To Neal Ascherson, the Independent on Sunday journalist, who worked under Astor for over a decade, Orwell's betrayal was to leap from decrying communism to naming communists to the authorities - whatever the purported purpose. He remembers being taken to a mysterious meeting with a "Foreign Office" official in the 1960s by an Observer journalist while he was the newspaper's soviet affairs correspondent.
"I realise now that the official was probably from the IRD," he says. "I believe they were checking me out to see if I was suitable to be given leaked information which was actually propaganda." Mr Ascherson declined the offer of a special relationship with the Foreign Office, but said that rather ineffective propaganda still made its way to the Observer foreign desk. "I would see these unmarked brown envelopes lying around," he recalled. "They contained material which was always anonymous. This would be very clumsy propaganda, which usually arrived after the story was long dead."
The offer was tempting for Orwell because he wanted to oppose totalitarianism in all its forms, he said, but "there is a difference between being determined to expose the stupidity of Stalinism and the scale of the purges and throwing yourself into the business of denouncing people you know." Paul Foot, the left-wing journalist, sees the list as the next step for a man who "famously believed that Russia was not communist enough". In his early years Orwell was more pro-socialist than anti-communist, but by later life his loathing of anti-democratic communism came to dominate, said Mr Foot.
"He saw the stranglehold the communists had on the left, and he was one of the first people who saw the way Russia was going. He wanted to do something for his country."
The latest revelations about Orwell do not detract from his stature as a great writer, he said. "It is a pity from the point of view of his reputation, but the facts are the facts. I am a great admirer of Orwell, but we have to accept that he did take a McCarthyite position towards the end of his life."

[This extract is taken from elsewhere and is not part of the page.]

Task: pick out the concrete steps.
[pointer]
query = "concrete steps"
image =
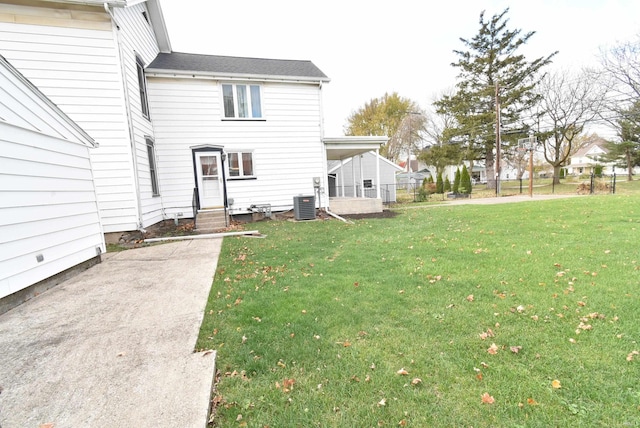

The only people allowed access so far to the notebook containing Orwell's private list of "cryptos" are Michael Shelden, author of Orwell: The Authorised Biography, Bernard Crick, author of George Orwell: A Life, Orwell's late wife, Sonia, and his executors.
Michael Shelden believes that Orwell was assisted in the venture, which was initially for his own private purposes and only made available to IRD later, by Richard Rees, an old literary friend. Mr Shelden quotes Mr Rees as saying that their collection of names was "a sort of game we played - discussing who was a paid agent of what and estimating to what lengths of treachery our favourite betes noires would be prepared to go."
Appearing in the notebook are the heiress and hostess Nancy Cunard, the former Labour politician Tom Driberg, the authors JB Priestley and John Steinbeck, the playwright George Bernard Shaw and the actor Michael Redgrave.
"Beside many of these names are personal comments," writes Mr Shelden. "The scientist Solly Zuckerman is described as being a 'strong sympathiser only', with the added comments, 'Could change. Politically ignorant.' Next to Sean O'Casey's name is the annotation 'very stupid', and next to Kingsley Martin's name is 'decayed liberal. Very dishonest'."
Britain's eminent leftists want to know whether they are also there, perhaps with a scathing comment or a disquieting question mark. The notebook, when eventually available to the public, will read after all like a Marxist honours list. Whether an act of faith in socialism or a betrayal of the left, perhaps Orwell has paid former comrades the most backhanded of compliments.